Extremely hard coded sampling from one given graph

In [None]:
def get_sample(n, eps=0.05):
    """Generate sample data specific to a graph (hand tuned)."""
    # Randomly sample the root nodes variables
    Np = torch.randn(n, 1)
    Nx = torch.randn(n, 1)
#     A = torch.zeros(n, 1)
#     A[torch.randperm(n).long()[:int(n/2)]] = 1.
    A = torch.randn(n, 1)
    
    P = 1 * Np + 3 * A + eps * torch.randn(n, 1)
#     P = (1 * Np + 3 * A + eps * torch.randn(n, 1) > 0.0).float()
    X = 2 * A + 1 * P + 3 * Nx + eps * torch.randn(n, 1)
#     Y = 1 * P + 3 * X + eps * torch.randn(n, 1)
    Y = (1 * P + 3 * X + eps * torch.randn(n, 1) > 0.0).float()
    return dict(Np=Np, Nx=Nx, A=A, P=P, X=X, Y=Y)

def plot_samples(graph, samples):
    """Plot all relevant dependencies in a graph from a/multiple sample(s)."""        
    # If we did not already receive a list of samples, make one element list
    if not isinstance(samples, list):
        samples = [samples]
    # Get non root variables
    non_roots = graph.non_roots()
    # Get maximum number of input variables
    max_deps = max([len(graph.parents(var)) for var in non_roots])
    
    fig, axs = plt.subplots(len(non_roots), max_deps, figsize=(5 * max_deps, 5 * len(non_roots)))

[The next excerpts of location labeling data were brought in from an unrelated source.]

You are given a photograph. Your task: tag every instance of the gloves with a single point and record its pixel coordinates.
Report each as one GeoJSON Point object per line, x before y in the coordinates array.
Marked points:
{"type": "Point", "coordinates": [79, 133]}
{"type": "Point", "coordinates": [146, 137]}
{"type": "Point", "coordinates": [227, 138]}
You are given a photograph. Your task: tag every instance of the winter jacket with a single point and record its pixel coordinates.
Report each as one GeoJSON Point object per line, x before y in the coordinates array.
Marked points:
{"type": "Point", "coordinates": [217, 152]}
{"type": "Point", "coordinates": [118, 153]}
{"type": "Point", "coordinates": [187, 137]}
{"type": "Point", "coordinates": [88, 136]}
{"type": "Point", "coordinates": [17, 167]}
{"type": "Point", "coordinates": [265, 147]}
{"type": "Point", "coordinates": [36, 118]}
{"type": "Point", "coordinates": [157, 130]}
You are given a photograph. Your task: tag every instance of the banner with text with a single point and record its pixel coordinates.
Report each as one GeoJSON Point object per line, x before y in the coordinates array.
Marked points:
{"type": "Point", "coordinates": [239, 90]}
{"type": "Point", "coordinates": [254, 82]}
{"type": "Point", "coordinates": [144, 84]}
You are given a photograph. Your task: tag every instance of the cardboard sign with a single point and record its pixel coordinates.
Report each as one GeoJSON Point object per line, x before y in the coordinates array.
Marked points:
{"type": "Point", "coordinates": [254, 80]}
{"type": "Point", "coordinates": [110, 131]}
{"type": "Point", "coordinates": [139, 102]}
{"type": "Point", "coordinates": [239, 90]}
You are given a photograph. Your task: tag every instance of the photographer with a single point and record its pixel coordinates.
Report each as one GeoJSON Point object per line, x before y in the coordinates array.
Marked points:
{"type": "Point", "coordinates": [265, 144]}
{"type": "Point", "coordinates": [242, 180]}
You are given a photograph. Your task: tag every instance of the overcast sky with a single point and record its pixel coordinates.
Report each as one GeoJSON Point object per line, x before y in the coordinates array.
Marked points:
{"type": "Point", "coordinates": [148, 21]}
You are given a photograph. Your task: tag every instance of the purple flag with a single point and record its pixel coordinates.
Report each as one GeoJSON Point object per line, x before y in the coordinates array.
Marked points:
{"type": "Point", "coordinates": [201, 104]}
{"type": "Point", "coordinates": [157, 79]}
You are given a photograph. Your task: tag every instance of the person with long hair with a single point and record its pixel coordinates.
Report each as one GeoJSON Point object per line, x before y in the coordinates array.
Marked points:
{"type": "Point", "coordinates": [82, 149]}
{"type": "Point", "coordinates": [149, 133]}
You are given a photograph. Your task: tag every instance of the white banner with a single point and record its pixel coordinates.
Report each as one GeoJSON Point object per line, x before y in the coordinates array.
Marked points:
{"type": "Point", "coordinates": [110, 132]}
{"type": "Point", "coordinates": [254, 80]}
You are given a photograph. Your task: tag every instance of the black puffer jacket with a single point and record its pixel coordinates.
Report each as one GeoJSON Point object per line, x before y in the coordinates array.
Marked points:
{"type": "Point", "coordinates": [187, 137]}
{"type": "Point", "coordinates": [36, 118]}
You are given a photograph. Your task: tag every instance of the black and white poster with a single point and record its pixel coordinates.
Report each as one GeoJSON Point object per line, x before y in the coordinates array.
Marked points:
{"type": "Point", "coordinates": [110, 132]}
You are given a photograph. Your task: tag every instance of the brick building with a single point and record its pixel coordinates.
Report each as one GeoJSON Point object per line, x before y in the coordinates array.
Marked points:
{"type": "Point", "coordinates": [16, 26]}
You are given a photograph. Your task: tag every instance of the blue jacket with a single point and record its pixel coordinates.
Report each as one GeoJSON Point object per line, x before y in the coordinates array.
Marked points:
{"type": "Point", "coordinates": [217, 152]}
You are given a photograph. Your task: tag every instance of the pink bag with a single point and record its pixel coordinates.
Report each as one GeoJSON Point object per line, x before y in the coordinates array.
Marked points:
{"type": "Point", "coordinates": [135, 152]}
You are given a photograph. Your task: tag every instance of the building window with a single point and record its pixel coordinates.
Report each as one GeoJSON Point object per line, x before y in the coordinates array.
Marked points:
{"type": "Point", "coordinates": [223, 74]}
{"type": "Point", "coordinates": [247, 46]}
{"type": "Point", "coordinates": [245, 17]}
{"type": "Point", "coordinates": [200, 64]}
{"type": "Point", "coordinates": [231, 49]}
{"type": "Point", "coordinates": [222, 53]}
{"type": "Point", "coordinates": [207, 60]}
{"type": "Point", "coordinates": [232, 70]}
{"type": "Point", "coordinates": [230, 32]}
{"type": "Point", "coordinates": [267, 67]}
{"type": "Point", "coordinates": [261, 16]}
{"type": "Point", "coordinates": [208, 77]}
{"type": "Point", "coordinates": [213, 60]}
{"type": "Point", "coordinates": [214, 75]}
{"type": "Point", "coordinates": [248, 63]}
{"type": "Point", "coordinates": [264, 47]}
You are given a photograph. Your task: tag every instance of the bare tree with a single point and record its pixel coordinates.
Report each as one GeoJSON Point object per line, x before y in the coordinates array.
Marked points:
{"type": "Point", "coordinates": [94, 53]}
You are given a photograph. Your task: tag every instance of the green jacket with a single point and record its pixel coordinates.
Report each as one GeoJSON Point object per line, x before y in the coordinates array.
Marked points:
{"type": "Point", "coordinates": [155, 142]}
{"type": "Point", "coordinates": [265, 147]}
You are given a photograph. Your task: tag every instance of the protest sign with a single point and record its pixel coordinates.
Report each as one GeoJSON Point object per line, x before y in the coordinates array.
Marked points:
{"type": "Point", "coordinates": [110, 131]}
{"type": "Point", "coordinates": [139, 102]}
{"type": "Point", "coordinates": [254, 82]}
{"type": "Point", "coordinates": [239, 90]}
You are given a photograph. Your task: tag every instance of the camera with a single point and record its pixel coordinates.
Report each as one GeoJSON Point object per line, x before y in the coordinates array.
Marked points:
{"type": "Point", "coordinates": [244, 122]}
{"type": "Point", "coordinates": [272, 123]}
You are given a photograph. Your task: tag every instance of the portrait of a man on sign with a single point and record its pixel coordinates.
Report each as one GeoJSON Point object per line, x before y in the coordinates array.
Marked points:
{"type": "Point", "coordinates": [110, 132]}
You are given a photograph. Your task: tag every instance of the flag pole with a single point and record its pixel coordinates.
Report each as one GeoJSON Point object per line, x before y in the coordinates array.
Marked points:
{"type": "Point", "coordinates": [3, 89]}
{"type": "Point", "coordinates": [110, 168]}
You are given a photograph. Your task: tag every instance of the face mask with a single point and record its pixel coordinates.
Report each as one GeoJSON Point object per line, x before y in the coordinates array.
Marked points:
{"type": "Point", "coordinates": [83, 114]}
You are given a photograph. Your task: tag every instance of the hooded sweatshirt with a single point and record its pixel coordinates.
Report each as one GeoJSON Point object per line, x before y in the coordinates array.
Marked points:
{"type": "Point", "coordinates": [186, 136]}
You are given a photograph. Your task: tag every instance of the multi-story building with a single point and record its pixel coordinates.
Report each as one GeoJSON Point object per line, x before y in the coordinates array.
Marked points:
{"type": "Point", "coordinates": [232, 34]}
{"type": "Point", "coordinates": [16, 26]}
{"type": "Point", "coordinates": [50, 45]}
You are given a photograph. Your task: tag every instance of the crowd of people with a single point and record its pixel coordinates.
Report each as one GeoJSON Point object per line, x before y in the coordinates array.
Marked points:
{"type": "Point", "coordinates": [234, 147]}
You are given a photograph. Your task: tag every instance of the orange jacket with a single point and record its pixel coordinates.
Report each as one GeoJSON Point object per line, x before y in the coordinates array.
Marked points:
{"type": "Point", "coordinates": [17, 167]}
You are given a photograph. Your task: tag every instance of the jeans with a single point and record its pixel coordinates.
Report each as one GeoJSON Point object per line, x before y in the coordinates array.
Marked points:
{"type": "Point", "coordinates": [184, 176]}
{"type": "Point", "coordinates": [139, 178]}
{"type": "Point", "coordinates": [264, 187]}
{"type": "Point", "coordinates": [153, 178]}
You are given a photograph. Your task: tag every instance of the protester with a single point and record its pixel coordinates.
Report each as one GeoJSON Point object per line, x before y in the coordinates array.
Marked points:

    # Go through all dependencies and plot them as 2D scatter plots
    for i, y_var in enumerate(non_roots):
        for j, x_var in enumerate(graph.parents(y_var)):
            for sample in samples:
                axs[i, j].plot(sample[x_var].numpy(), sample[y_var].numpy(), '.')
                axs[i, j].set_xlabel(x_var)
                axs[i, j].set_ylabel(y_var)
    plt.tight_layout()
    plt.show()
    
# Pure util function
def combine_variables(variables, sample):
    """Stack variables from sample along new axis."""
    data = torch.stack([sample[i] for i in variables], dim=1).squeeze()
    if len(data.size()) == 1:
        data.unsqueeze_(1)
    return data

In [None]:
# Sample should probably come as a pandas dataframe?
# But then the things are not torch arrays, so maybe keeping it as a dict is smarter?
sample = get_sample(n_sample, eps=0)

## Learn the _real_ SEM (now also part of `sem.py`)

In [None]:
def learn_sem(graph, sample, hidden_sizes=(), binarize=None):
    """Given a graph and a sample from it, learn the structural equations."""
    learned = {}
    for vertex in graph.non_roots():
        print("Training {} -> {}...".format(graph.parents(vertex), vertex), end=' ')
        data = combine_variables(graph.parents(vertex), sample)
        if vertex in binarize:
            final = nn.Sigmoid()
        else:
            final = None
        learned[vertex] = train(MLP([data.size(-1), *hidden_sizes, 1], final=final), data, sample[vertex])
        print("DONE")
    return learned

In [None]:
def predict_sample(graph, sample, learned):
    new_sample = copy.deepcopy(sample)
    need_update = [v for v in graph.topological_sort() if v not in graph.roots()]
    print("Updating the nodes {}...".format(need_update), end=' ')
    for update in need_update:
        argument = Variable(combine_variables(graph.parents(update), new_sample))
        new_sample[update] = learned[update](argument).data
    print("DONE")
    return new_sample

In [None]:
def learn_from_sample(self, sample, learned):
        from torch.autograd import Variable
        new_sample = copy.deepcopy(sample)
        need_update = [v for v in self.topological_sort()
                       if v not in self.roots()]
        print("Updating the nodes {}.".format(need_update))
        for update in need_update:
            print("Updating node {}...".format(update), end=' ')
            argument = Variable(utils.combine_variables(self.parents(update),
                                                        new_sample))
            new_sample[update] = learned[update](argument).data
        print("DONE")
        return new_sample

In [None]:
learned = learn_sem(graph, sample, binarize='Y')

In [None]:
pred_sample = predict_sample(graph, sample, learned)

In [None]:
plot_samples(graph, [sample, pred_sample])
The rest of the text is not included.